In the wake of highly-publicized attacks on Google China and as many as 20 other firms last week, Microsoft announced on Tuesday it will release a so-called “out-of-band” patch for the zero-day
Ordinarily, Microsoft (NASDAQ: MSFT) releases most of its patches on the second Tuesday of the month, thereby earning the title “Patch Tuesday.” Because of the urgency created by the presence of active attacks in the wild, Microsoft will ship the patch for the new flaw as soon as it is coded, tested, and ready to distribute — thus the term “out-of-band.”
Google (NASDAQ: GOOG) first disclosed last week that it had experienced attacks that appeared to originate in China when it threatened to quit serving the Chinese search market due to what it deemed unacceptable censorship of its content by the government of the People’s Republic.
That was followed by disclosure later last week by Microsoft and Symantec (NASDAQ: SYMC) that a previously unknown zero-day hole in Internet Explorer had provided one of the key avenues for the attacks.
Microsoft first issued a Security Advisory regarding the zero-day hole, including a couple of workarounds that can help to block such attacks. A Security Advisory differs from a Microsoft Security Bulletin in that a Bulletin always includes a software patch but an Advisory does not. So at that time, the company was only contemplating a patch.
“I wanted to provide an update on the recent Internet Explorer (IE) vulnerability and let you know that Microsoft will release a security update out-of-band to help protect customers from possible attacks,” George Stathakopoulos, general manager of the Microsoft Security Response Center (MSRC), said in an e-mail to InternetNews.com.

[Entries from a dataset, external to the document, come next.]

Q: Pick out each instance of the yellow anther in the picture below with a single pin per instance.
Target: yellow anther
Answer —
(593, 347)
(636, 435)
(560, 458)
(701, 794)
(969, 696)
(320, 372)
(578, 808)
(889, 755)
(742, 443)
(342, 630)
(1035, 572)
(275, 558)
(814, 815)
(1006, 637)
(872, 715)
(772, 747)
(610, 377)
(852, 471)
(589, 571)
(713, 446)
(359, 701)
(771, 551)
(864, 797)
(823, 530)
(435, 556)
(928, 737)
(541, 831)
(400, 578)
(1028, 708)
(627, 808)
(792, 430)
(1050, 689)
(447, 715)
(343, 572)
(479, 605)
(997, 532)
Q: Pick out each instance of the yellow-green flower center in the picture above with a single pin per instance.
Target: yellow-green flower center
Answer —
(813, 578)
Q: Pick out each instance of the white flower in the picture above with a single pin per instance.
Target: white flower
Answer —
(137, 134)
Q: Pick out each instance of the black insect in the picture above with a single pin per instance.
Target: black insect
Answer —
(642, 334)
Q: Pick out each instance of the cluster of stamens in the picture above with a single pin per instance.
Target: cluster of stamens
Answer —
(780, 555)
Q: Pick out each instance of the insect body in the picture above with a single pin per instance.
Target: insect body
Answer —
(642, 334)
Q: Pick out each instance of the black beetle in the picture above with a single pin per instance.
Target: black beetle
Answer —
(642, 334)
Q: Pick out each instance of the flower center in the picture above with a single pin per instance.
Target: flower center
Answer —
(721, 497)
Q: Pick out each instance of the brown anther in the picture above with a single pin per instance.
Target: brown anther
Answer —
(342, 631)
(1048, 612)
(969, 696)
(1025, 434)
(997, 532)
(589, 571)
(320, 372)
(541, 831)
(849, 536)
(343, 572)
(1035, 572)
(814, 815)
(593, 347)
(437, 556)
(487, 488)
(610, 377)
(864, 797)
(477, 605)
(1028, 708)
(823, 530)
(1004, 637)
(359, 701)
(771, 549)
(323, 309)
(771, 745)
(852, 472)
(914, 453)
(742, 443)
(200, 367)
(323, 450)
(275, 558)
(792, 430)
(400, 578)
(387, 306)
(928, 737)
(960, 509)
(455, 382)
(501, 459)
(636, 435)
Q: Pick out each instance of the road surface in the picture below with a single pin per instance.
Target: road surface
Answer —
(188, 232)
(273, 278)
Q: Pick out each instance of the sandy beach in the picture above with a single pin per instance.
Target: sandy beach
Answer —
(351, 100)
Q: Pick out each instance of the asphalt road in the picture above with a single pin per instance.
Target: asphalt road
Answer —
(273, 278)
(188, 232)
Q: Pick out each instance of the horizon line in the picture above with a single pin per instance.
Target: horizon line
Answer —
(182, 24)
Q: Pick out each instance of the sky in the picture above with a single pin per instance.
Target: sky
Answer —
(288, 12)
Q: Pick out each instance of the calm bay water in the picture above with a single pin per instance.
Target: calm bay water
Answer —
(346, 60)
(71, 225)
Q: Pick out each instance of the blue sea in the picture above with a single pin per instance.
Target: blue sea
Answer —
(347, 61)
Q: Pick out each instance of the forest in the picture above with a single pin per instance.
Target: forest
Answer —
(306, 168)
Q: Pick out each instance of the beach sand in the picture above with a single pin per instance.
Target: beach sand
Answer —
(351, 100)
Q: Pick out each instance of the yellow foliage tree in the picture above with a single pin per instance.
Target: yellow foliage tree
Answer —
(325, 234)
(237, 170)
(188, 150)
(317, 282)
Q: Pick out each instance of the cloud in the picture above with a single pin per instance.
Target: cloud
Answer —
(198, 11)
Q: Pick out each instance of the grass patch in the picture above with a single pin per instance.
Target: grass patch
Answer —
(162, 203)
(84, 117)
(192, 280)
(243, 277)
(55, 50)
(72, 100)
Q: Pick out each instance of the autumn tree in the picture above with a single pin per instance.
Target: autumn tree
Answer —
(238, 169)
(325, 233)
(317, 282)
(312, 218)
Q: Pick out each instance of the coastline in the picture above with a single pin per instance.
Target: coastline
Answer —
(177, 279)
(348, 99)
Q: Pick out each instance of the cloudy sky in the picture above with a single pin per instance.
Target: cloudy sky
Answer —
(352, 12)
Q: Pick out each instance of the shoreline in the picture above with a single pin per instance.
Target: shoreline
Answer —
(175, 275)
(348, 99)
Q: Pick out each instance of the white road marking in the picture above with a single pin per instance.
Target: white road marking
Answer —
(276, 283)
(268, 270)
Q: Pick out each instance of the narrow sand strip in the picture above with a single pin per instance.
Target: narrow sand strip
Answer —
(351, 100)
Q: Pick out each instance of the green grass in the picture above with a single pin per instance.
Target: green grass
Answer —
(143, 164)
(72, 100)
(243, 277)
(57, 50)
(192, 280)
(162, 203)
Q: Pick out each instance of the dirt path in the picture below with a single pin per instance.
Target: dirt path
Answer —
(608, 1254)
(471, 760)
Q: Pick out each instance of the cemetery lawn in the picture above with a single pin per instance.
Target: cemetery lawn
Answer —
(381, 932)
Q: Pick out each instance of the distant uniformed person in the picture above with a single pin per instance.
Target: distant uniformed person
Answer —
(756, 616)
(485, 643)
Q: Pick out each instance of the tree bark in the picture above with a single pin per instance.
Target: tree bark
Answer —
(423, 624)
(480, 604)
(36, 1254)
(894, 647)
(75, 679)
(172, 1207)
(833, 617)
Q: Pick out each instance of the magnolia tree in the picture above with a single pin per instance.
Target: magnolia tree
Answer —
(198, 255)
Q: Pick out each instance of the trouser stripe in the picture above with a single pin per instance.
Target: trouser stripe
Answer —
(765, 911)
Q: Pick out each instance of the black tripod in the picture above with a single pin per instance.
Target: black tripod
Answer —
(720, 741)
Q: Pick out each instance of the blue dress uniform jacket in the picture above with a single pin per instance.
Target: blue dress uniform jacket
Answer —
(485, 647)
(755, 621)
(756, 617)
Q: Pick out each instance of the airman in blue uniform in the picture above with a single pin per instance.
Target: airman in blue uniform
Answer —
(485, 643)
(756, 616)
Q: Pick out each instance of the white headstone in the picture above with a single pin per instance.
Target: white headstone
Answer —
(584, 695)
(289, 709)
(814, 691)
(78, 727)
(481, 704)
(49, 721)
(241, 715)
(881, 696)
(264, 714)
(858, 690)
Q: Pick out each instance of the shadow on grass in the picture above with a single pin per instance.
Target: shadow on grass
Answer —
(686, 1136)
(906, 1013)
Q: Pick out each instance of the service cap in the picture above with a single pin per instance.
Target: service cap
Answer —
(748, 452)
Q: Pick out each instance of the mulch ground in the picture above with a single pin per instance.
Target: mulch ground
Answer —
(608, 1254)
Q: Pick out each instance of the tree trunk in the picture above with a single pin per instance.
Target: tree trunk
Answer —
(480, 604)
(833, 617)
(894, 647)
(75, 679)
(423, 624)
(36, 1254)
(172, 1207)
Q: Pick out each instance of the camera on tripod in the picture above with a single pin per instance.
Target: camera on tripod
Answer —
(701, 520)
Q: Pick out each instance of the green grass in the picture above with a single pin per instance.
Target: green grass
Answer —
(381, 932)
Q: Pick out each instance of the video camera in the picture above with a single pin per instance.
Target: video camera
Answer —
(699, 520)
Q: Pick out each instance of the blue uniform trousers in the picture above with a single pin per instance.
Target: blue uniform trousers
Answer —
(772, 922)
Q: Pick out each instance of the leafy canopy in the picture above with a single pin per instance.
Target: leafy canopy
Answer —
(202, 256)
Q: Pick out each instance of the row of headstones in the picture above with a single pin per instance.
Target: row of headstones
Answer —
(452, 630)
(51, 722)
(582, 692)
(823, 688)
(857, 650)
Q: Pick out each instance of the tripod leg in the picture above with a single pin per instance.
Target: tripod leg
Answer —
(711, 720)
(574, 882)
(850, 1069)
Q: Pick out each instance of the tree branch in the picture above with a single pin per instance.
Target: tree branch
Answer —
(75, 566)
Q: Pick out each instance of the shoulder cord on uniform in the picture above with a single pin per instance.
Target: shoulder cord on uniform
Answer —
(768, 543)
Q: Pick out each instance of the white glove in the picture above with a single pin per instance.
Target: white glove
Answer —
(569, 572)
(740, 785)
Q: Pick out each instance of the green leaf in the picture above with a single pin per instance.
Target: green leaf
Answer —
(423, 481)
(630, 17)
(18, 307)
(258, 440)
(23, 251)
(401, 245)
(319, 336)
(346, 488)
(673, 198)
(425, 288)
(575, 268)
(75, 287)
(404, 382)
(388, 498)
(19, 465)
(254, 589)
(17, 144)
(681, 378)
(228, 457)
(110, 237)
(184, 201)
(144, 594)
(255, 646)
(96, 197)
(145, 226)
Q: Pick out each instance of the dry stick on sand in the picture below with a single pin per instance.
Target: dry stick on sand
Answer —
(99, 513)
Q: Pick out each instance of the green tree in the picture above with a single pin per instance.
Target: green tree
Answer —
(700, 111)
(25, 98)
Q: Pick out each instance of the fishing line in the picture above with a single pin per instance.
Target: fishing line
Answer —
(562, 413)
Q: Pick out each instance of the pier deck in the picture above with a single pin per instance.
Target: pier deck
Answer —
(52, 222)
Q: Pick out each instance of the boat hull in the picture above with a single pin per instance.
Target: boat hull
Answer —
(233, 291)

Timing for when that patch will be delivered won’t come until Wednesday, however.
Although the hole exists in all supported combinations of IE and Windows, apparently IE6 has been the largest focus for hackers.
” The attacks that we have seen to date, including public proof-of-concept exploit code, are only effective against Internet Explorer 6,” Stathakopoulos added in a post on the MSRC blog.
“Based on a rigorous analysis of multiple sources, we are not aware of any successful attacks against IE7 and IE8 at this time,” the post continued.
While users are waiting for the patch release, they can implement the workarounds discussed in last week’s Security Advisory. Those include ratcheting up IE’s security for both the Internet Zone and Local Intranet Zone to “high.”
In the meantime, users and administrators will have to play a waiting game.